Metadata-Version: 2.1
Name: spacy-canonicalizer
Version: 1.0.2
Summary: Entity and Relationship Caninicalization Pipeline for spaCy
Home-page: https://github.com/nu-c3lab/spaCy-canonicalizer
Author: C3 Lab
Author-email: cameron.barrie@u.northwestern.edu
License: MIT
Description: # Spacy Canonicalizer
        
        ## Introduction
        
        Spacy Canonicalizer is a pipeline for spaCy that performs Linked Entity Extraction with Wikidata on a given Document.

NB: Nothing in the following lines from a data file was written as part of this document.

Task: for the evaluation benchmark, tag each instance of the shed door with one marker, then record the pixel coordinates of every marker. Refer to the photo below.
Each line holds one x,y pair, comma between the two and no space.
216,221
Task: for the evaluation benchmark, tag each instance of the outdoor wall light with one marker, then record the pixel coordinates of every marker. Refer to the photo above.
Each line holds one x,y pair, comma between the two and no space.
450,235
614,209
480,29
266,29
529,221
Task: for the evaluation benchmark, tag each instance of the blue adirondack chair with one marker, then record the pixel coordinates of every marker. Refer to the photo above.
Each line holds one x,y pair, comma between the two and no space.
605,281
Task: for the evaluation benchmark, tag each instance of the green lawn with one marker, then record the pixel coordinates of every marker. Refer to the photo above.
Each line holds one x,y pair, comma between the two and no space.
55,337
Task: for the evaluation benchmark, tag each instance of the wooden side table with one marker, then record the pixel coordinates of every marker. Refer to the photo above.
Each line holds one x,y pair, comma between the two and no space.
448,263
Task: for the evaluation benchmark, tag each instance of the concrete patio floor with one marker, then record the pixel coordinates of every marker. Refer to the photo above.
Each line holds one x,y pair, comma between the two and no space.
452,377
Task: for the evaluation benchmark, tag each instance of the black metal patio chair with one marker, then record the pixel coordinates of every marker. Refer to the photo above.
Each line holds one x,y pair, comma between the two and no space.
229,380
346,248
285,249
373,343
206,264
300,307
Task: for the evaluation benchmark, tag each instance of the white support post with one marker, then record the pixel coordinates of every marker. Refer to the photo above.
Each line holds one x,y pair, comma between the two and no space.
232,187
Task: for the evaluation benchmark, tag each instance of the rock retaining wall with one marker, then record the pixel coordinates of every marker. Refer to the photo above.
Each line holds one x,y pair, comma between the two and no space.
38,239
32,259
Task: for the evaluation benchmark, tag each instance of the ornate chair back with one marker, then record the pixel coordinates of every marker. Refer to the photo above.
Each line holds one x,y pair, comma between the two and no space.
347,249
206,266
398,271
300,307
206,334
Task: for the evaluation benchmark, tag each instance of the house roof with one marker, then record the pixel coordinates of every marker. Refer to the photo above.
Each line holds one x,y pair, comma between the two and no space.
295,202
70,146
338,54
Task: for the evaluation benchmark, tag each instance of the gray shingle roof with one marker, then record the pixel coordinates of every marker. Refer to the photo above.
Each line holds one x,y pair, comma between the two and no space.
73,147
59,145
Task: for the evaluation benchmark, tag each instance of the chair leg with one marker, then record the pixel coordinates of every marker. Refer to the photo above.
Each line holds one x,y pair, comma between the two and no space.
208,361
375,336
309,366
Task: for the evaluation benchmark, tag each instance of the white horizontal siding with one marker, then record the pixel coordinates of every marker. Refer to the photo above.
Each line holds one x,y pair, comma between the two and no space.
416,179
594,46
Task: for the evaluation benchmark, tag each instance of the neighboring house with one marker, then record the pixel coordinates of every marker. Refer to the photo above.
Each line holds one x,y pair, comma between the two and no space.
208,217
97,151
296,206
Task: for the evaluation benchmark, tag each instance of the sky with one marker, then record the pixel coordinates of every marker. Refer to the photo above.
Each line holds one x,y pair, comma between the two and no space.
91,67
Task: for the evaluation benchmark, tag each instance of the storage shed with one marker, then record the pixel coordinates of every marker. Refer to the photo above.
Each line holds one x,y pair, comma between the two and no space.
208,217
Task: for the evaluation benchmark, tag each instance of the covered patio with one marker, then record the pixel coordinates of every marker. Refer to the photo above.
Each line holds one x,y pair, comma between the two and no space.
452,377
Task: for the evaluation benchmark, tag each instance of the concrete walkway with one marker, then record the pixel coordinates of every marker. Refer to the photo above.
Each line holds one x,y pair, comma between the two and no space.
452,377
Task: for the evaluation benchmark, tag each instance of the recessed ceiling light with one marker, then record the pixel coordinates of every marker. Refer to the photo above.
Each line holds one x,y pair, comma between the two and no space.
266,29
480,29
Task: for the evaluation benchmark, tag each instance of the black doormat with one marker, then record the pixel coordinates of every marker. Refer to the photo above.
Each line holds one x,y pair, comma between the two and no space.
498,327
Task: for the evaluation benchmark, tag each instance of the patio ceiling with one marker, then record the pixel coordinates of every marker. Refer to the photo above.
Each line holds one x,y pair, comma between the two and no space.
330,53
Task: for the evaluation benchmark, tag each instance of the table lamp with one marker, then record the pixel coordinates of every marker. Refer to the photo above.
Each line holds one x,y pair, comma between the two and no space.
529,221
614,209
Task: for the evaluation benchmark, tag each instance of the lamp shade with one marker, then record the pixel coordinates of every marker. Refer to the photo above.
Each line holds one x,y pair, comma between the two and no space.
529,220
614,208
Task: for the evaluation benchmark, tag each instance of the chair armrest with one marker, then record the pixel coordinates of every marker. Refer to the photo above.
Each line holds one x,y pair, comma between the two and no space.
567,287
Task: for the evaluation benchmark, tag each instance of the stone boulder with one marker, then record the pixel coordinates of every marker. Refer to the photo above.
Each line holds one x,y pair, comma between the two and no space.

        The Entity Linking System operates by matching potential candidates from each sentence
        (subject, object, prepositional phrase, compounds, etc.) to aliases from Wikidata. The package allows to easily find the
        category behind each entity (e.g. "banana" is type "food" OR "Microsoft" is type "company"). It can is therefore useful
        for information extraction tasks and labeling tasks.
        
        The package was written before a working Linked Entity Solution existed inside spaCy. In comparison to spaCy's linked
        entity system, it has the following advantages:
        
        - no extensive training required (entity-matching via database)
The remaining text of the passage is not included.